I want to learn how to recognize a bad pastor. Over the last year, I’ve read a number of books about incredible, powerful, visionary people who achieved incredible things, only to have everything fall apart due to their own self-destruction.
I’ve read sobering stories of bad pastors/spiritual abusers (Jimmy Bakker), deceitful startup founders (Elizabeth Holmes), and obsessive athletes (Tiger Woods). I’ve also witnessed the profoundly destructive power of bad pastors and spiritual abuse first hand.
What struck me as I read these books was that in both the “secular” world and the church, destructive leadership tends to look the same. In other words, the same things that caused Jimmy Bakker to implode also led to the downfall of Elizabeth Holmes and her company “Theranos” (once valued at $1 billion).
And Tiger Woods, though not necessarily a “leader” in the same sense as a pastor or CEO, imploded for many of the same reasons.
More and more, it’s critically important to be able to identify dangerous, destructive pastors BEFORE everything falls apart. Few things cause Christians to become disillusioned more than being ripped to pieces by a really bad pastor. Few things do more to sully the name of Jesus more than abusive spiritual leaders.
Here are six bright red when learning how to recognize a bad pastor.
6 Warning Signs: How To Recognize a Bad Pastor
1. A Bad Pastor Surrounds Himself With “Yes” People
Godly spiritual leadership is about helping people move from where they are to where God wants them to be. It’s a wonderful thing when a leader desires to see people going full-throttle for God.
Unfortunately, what often happens is that pastors and spiritual leaders conflate God’s plans with their own plans. What often starts as good and godly ambitions can curdle into spoiled, selfish ambitions.
They say they want to gather thousands of people and create massive movements and do giant things “for God”. In reality, it’s more about creating something that will shine the white-hot spotlight on them instead of God (even though they might not recognize it as such).
The problem with this (apart from the obvious pride and glory stealing), is that creating massive movements requires massive amounts of momentum. To generate momentum, everyone has to be on board, eager to make the pastor’s vision a reality.
Those who challenge the pastor and the vision only slow things down, making it really difficult to pick up speed and achieve the “big things”.
And so bad pastors and abusive spiritual leaders surround themselves with people who always say, “Yes.” The inner circle — those closest — will support every decision the pastor makes, no matter how destructive or ludicrous.
2. Spiritual Abuse Isolates Critics
This is closely tied to the previous point. Not only are critics cut out of the spiritual abuser’s inner circle, they are also isolated. After all, the leader can’t afford to have critics talking behind his back.

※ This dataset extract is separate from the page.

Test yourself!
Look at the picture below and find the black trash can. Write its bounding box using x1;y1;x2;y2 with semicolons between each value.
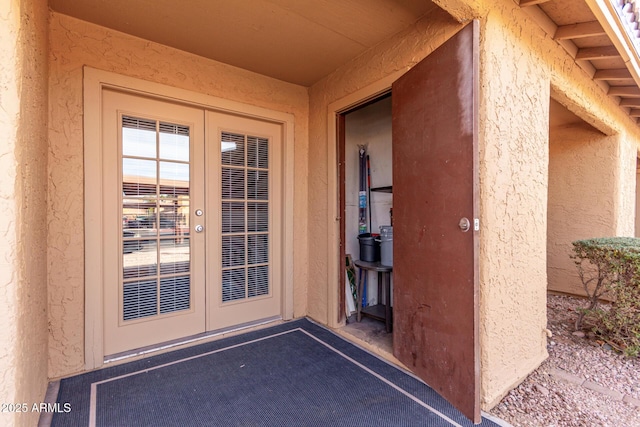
358;233;380;262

And so they do everything they can to isolate and discredit critics, smearing their character, accusing them of lacking faith, saying their understanding of the Bible is wrong, and even spreading lies about them. The pastor wants his followers to have nothing to do with critics and seeks to discredit them as ungodly sinners who are holding back God’s plans.
The sad reality is that those labeled “critics” often start as close confidants of the pastor, but once they begin to push back, they are cut off. Instead of being able to provide guardrails for the roaring ambition of the bad pastor, they are sidelined and slandered.
3. A Bad Pastor Prizes Loyalty Over Diversity
In order for a church or spiritual movement to be healthy, a diversity of opinions is required. In Christ, we are all priests to God, filled with the Holy Spirit, and given unique gifts to build up the church.
But this doesn’t work for the dangerous pastor or spiritual leader. Diversity leads to dissent, which slows momentum and keeps him from achieving his grandiose plans. He doesn’t want a variety of opinions, he wants loyalty. You’re either in or out, for or against.